I tried this new tool after installing it. Saved a few pages. Then selected "view archived page". No list of files I had saved. Tried generating a site index as discussed above; just an extra step needed, right? I get Webscrapbook.zip which just has a bunch of folders in it, no clue of what they are.

Then I tried indexing my old Scrapbook. Generated another zip file. I have no idea what I'm supposed to do with that. I guess I can see why there are only 458 users. When I get my degree in CS from Stanford maybe I can become user 459, otherwise I have no idea what this tool does or how I could use it.

danny0838 commented 7 years ago

@mikeT12 The site indexer is to build the list of captured pages. If your ScrapBook folder is set to WebScrapBook and you get WebScrapBook.zip after running the indexer, you can unzip the content of WebScrapBook.zip to the WebScrapBook folder, and then open WebScrapBook/tree/map.html or WebScrapBook/tree/frame.html, there should be the list of pages. You can further edit WebScrapBook/tree/toc.js and WebScrapBook/tree/meta.js manually to modify the page list (and optionally run the indexer again to check for a potential error).

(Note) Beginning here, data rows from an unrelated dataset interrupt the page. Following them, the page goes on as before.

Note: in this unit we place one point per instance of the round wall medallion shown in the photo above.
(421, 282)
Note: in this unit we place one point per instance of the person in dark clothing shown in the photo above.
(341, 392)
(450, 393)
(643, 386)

This addon is very young and is still under development. We currently have to focus on getting a precise web page capture and a good archive file, and then a good conversion between those formats, and then we'd be able to deal with the Web Extension restriction and handle the sidebar and filesystem integration things. This may take some time, unfortunately.

danny0838 commented 7 years ago

@JeremiahBullfrog I recently identified the issue of getting a blank screen when downloading the final zip on a Firefox 55, it seems to be an issue of Firefox core but the precise condition for it to happen is not quite clear. Anyway, we did some change to prevent its happening for now (with a little side effect, though). This should not happen on 0.18.3. You can have a try.

JeremiahBullfrog commented 7 years ago

Although it took a bit to understand the new format, I felt your initial instructions were quite clear. I did create a new profile and also updated to the most recent version of WebScrapbook. In regards to creating an index, everything worked flawlessly.

At some point I do hope the files/directories could more easily be organized but for now at least I have access to everything again. Thank you very much for your efforts. This is an add-on I would prefer not to live without.

danny0838 commented 7 years ago

We close this issue since we can basically import the metadata and tree structure from a ScrapBook X folder via the site indexer.

As for other data @Atanacius mentioned in 1F:

nandudb commented 8 months ago

Hi Danny,

FIrst thing first, Thanks so much for the scrapbook X, I had been using for long, but unfortunately, unable to use it firefox,waterfox. I just tried on Pale Moon, but unable to link to my old scrapbook directory(on external drive). getting following error

[Exception... "Component returned failure code: 0x80004005 (NS_ERROR_FAILURE) [nsIRDFService.GetDataSourceBlocking]" nsresult: "0x80004005 (NS_ERROR_FAILURE)" location: "JS frame :: resource://scrapbook-modules/common.jsm :: getRDFDataSource :: line 415" data: no]

I really appreciate if you could help me use my old scrapbook data and also continue capture new with side bar tree structure. The sidebar tree structure is major feature that i liked to keep track of all captured pages to revisit offline. Unfortunately, this feature is not working in Webscrapbook :(

danny0838 commented 8 months ago

@nandudb To uase the database created with legacy ScrapBook X you don't need to really run ScrapBook X, but need to first convert the database to compatible format. See doc wiki for details.